Quelques jours après sa remise au président français, Emmanuel Macron, le rapport de l’historien Benjamin Stora sur "la mémoire de la colonisation et la Guerre d’Algérie" continue de susciter des réactions, tant en Algérie qu’en France.
La question de l’Histoire est si importante et sensible, qu’elle soulève encore et toujours les passions des deux cotés de la Méditerranée. En France, ce sont notamment les harkis et les nostalgiques de "l’Algérie française" qui sont pour le moment montés au créneau pour dire leurs critiques sur le contenu de ce rapport demandé par le Président français à l’historien Benjamin Stora, puisque ils trouvent qu’il n’est pas objectif, en ce sens qu’il n’est pas entièrement favorable à leurs thèses. En Algérie, ce rapport remis mercredi dernier au chef de l’Elysée ne laisse pas non plus indifférent quoi qu’il n’ a pas provoqué une cascade de réactions, pour le moment du moins.

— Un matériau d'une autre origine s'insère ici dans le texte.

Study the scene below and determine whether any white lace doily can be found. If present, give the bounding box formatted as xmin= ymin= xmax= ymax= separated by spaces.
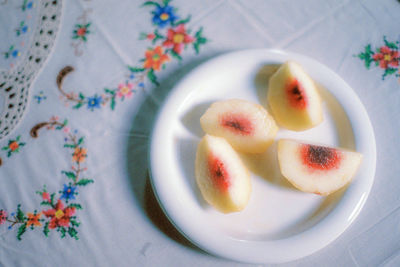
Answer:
xmin=0 ymin=0 xmax=62 ymax=139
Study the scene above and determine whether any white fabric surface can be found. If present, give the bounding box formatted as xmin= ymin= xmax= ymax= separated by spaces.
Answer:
xmin=0 ymin=0 xmax=400 ymax=266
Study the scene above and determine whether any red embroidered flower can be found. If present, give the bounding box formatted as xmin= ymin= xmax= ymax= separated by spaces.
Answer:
xmin=163 ymin=24 xmax=194 ymax=54
xmin=0 ymin=210 xmax=7 ymax=224
xmin=143 ymin=46 xmax=169 ymax=70
xmin=42 ymin=192 xmax=50 ymax=202
xmin=76 ymin=27 xmax=86 ymax=36
xmin=146 ymin=33 xmax=156 ymax=41
xmin=43 ymin=200 xmax=75 ymax=229
xmin=26 ymin=212 xmax=42 ymax=226
xmin=372 ymin=46 xmax=400 ymax=69
xmin=8 ymin=141 xmax=19 ymax=152
xmin=72 ymin=147 xmax=87 ymax=163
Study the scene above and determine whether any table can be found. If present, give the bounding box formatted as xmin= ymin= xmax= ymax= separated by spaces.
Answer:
xmin=0 ymin=0 xmax=400 ymax=266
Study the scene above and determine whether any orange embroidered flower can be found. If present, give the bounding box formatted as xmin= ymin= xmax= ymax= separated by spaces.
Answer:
xmin=26 ymin=212 xmax=42 ymax=227
xmin=8 ymin=141 xmax=19 ymax=152
xmin=143 ymin=46 xmax=169 ymax=70
xmin=43 ymin=200 xmax=75 ymax=229
xmin=72 ymin=147 xmax=87 ymax=163
xmin=163 ymin=24 xmax=194 ymax=54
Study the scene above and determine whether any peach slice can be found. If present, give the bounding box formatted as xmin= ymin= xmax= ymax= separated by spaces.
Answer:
xmin=268 ymin=61 xmax=322 ymax=131
xmin=200 ymin=99 xmax=278 ymax=153
xmin=278 ymin=139 xmax=362 ymax=196
xmin=195 ymin=135 xmax=251 ymax=213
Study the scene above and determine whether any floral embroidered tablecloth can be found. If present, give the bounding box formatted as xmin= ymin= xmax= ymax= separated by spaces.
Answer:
xmin=0 ymin=0 xmax=400 ymax=266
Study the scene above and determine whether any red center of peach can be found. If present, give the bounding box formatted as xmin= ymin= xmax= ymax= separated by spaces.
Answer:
xmin=208 ymin=154 xmax=230 ymax=192
xmin=220 ymin=114 xmax=254 ymax=135
xmin=286 ymin=79 xmax=307 ymax=109
xmin=300 ymin=145 xmax=342 ymax=171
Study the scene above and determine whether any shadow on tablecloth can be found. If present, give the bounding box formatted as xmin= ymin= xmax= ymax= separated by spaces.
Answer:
xmin=126 ymin=52 xmax=222 ymax=252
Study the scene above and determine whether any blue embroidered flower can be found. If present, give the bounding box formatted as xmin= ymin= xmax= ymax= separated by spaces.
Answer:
xmin=60 ymin=184 xmax=77 ymax=202
xmin=152 ymin=5 xmax=178 ymax=28
xmin=34 ymin=91 xmax=47 ymax=104
xmin=87 ymin=95 xmax=103 ymax=111
xmin=11 ymin=50 xmax=21 ymax=58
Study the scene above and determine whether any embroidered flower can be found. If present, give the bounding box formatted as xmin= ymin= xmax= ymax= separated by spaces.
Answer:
xmin=163 ymin=24 xmax=194 ymax=54
xmin=117 ymin=83 xmax=133 ymax=98
xmin=72 ymin=23 xmax=91 ymax=42
xmin=34 ymin=91 xmax=47 ymax=104
xmin=146 ymin=33 xmax=156 ymax=41
xmin=372 ymin=46 xmax=400 ymax=69
xmin=87 ymin=95 xmax=103 ymax=111
xmin=60 ymin=184 xmax=77 ymax=201
xmin=43 ymin=200 xmax=75 ymax=229
xmin=26 ymin=212 xmax=42 ymax=227
xmin=72 ymin=147 xmax=87 ymax=163
xmin=0 ymin=210 xmax=7 ymax=224
xmin=42 ymin=192 xmax=50 ymax=202
xmin=152 ymin=5 xmax=178 ymax=28
xmin=143 ymin=46 xmax=169 ymax=70
xmin=8 ymin=141 xmax=19 ymax=152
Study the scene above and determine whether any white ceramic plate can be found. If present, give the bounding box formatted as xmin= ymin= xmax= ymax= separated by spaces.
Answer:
xmin=150 ymin=50 xmax=376 ymax=263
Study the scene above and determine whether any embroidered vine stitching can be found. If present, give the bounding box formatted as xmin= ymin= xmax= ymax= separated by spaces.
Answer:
xmin=71 ymin=8 xmax=92 ymax=57
xmin=356 ymin=36 xmax=400 ymax=80
xmin=0 ymin=117 xmax=94 ymax=240
xmin=57 ymin=0 xmax=207 ymax=111
xmin=1 ymin=135 xmax=25 ymax=157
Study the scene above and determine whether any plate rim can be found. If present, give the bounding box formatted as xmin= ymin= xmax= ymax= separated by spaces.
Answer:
xmin=148 ymin=49 xmax=376 ymax=263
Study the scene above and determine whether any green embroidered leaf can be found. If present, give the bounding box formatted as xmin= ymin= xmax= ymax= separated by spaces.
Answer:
xmin=72 ymin=102 xmax=83 ymax=109
xmin=128 ymin=66 xmax=145 ymax=72
xmin=110 ymin=97 xmax=115 ymax=110
xmin=50 ymin=193 xmax=56 ymax=206
xmin=173 ymin=15 xmax=192 ymax=26
xmin=64 ymin=144 xmax=76 ymax=148
xmin=43 ymin=222 xmax=50 ymax=237
xmin=147 ymin=69 xmax=160 ymax=86
xmin=68 ymin=227 xmax=79 ymax=240
xmin=15 ymin=205 xmax=25 ymax=222
xmin=78 ymin=137 xmax=84 ymax=146
xmin=193 ymin=27 xmax=208 ymax=54
xmin=357 ymin=44 xmax=377 ymax=69
xmin=70 ymin=220 xmax=80 ymax=227
xmin=61 ymin=171 xmax=76 ymax=180
xmin=171 ymin=50 xmax=182 ymax=61
xmin=68 ymin=203 xmax=82 ymax=210
xmin=104 ymin=88 xmax=115 ymax=95
xmin=58 ymin=227 xmax=66 ymax=238
xmin=76 ymin=179 xmax=94 ymax=186
xmin=142 ymin=1 xmax=161 ymax=7
xmin=17 ymin=223 xmax=26 ymax=241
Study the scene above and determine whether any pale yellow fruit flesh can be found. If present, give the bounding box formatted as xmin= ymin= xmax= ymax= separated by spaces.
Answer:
xmin=195 ymin=135 xmax=251 ymax=213
xmin=278 ymin=139 xmax=362 ymax=196
xmin=267 ymin=61 xmax=323 ymax=131
xmin=200 ymin=99 xmax=278 ymax=153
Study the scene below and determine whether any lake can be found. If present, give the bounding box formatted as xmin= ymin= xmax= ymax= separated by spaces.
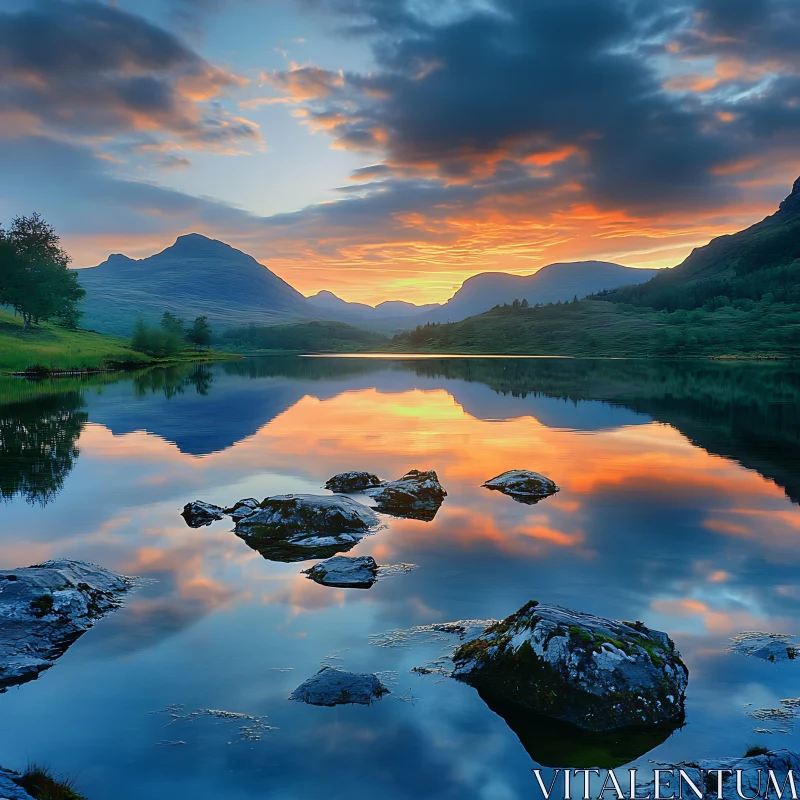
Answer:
xmin=0 ymin=357 xmax=800 ymax=800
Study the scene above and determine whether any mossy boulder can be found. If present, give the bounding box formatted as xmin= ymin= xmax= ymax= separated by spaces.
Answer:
xmin=325 ymin=472 xmax=381 ymax=494
xmin=235 ymin=494 xmax=378 ymax=562
xmin=483 ymin=469 xmax=559 ymax=504
xmin=453 ymin=601 xmax=689 ymax=731
xmin=366 ymin=469 xmax=447 ymax=522
xmin=0 ymin=559 xmax=131 ymax=692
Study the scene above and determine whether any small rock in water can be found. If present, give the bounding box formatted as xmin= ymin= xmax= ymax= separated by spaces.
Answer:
xmin=225 ymin=497 xmax=259 ymax=522
xmin=305 ymin=556 xmax=378 ymax=589
xmin=235 ymin=494 xmax=379 ymax=562
xmin=325 ymin=472 xmax=381 ymax=494
xmin=0 ymin=559 xmax=132 ymax=692
xmin=728 ymin=631 xmax=798 ymax=662
xmin=289 ymin=667 xmax=389 ymax=706
xmin=366 ymin=469 xmax=447 ymax=522
xmin=453 ymin=601 xmax=689 ymax=731
xmin=483 ymin=469 xmax=559 ymax=504
xmin=181 ymin=500 xmax=225 ymax=528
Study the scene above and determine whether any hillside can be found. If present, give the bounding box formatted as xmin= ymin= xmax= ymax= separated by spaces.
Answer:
xmin=306 ymin=290 xmax=439 ymax=324
xmin=0 ymin=311 xmax=153 ymax=372
xmin=416 ymin=261 xmax=657 ymax=323
xmin=219 ymin=321 xmax=389 ymax=353
xmin=79 ymin=233 xmax=317 ymax=334
xmin=607 ymin=178 xmax=800 ymax=311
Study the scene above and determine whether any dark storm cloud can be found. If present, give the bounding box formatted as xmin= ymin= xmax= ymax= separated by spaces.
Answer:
xmin=273 ymin=0 xmax=800 ymax=214
xmin=0 ymin=0 xmax=258 ymax=147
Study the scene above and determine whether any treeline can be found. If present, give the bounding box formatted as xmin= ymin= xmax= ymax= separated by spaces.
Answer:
xmin=0 ymin=212 xmax=85 ymax=328
xmin=131 ymin=311 xmax=212 ymax=358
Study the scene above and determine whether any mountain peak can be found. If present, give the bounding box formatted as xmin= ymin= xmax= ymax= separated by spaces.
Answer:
xmin=780 ymin=178 xmax=800 ymax=214
xmin=163 ymin=233 xmax=236 ymax=256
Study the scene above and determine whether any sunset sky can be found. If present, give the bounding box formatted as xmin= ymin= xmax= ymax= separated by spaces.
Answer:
xmin=0 ymin=0 xmax=800 ymax=303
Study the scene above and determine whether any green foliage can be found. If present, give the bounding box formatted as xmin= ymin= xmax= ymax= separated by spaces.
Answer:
xmin=388 ymin=298 xmax=800 ymax=358
xmin=0 ymin=213 xmax=85 ymax=328
xmin=0 ymin=311 xmax=150 ymax=372
xmin=221 ymin=322 xmax=389 ymax=353
xmin=186 ymin=317 xmax=211 ymax=348
xmin=18 ymin=764 xmax=86 ymax=800
xmin=131 ymin=318 xmax=185 ymax=358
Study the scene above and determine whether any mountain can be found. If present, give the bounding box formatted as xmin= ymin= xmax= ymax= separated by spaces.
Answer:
xmin=306 ymin=290 xmax=439 ymax=322
xmin=390 ymin=178 xmax=800 ymax=358
xmin=607 ymin=178 xmax=800 ymax=311
xmin=416 ymin=261 xmax=657 ymax=323
xmin=78 ymin=233 xmax=312 ymax=334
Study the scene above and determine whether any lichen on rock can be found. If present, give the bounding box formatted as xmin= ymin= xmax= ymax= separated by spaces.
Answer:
xmin=325 ymin=471 xmax=381 ymax=494
xmin=289 ymin=666 xmax=389 ymax=706
xmin=0 ymin=559 xmax=132 ymax=692
xmin=483 ymin=469 xmax=559 ymax=504
xmin=365 ymin=469 xmax=447 ymax=522
xmin=453 ymin=601 xmax=688 ymax=731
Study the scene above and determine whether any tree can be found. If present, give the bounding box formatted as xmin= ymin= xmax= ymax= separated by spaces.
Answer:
xmin=186 ymin=317 xmax=211 ymax=348
xmin=0 ymin=212 xmax=86 ymax=328
xmin=161 ymin=311 xmax=186 ymax=338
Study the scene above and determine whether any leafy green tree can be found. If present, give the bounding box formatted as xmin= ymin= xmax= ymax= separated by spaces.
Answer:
xmin=186 ymin=317 xmax=211 ymax=348
xmin=0 ymin=212 xmax=85 ymax=328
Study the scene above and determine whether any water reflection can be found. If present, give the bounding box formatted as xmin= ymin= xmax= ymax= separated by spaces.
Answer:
xmin=0 ymin=392 xmax=88 ymax=505
xmin=0 ymin=358 xmax=800 ymax=800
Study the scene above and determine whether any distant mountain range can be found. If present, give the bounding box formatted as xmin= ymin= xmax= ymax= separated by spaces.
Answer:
xmin=412 ymin=261 xmax=658 ymax=322
xmin=78 ymin=233 xmax=318 ymax=334
xmin=79 ymin=233 xmax=655 ymax=334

Ce rapport n’a pas en effet focalisé l’essentiel de l’attention, plutôt orienté vers d’autres dossiers brulants de l’actualité nationale, dans cette conjoncture si particulière que traverse le pays. Il en est ainsi de la classe politique nationale, beaucoup plus captée en ce moment par l’avant projet de loi sur le régime électoral et les prochaines élections législatives et locales anticipées, qui auront lieu dans les prochains mois. Mais, il n’enreste pas moins qu’à travers les premières lectures et réactions, il est aisé de dire que du coté algérien, et même s’il n’est pas globalement rejeté, il n’a pas non plus suscité l’enthousiasme tant l’on considère qu’il est totalement vicié. D’où cette sorte de prudence qu’ont affiché les uns et les autres, par rapport à ce document de presque 150 pages et qui contient un peu plus de 22 propositions et recommandations.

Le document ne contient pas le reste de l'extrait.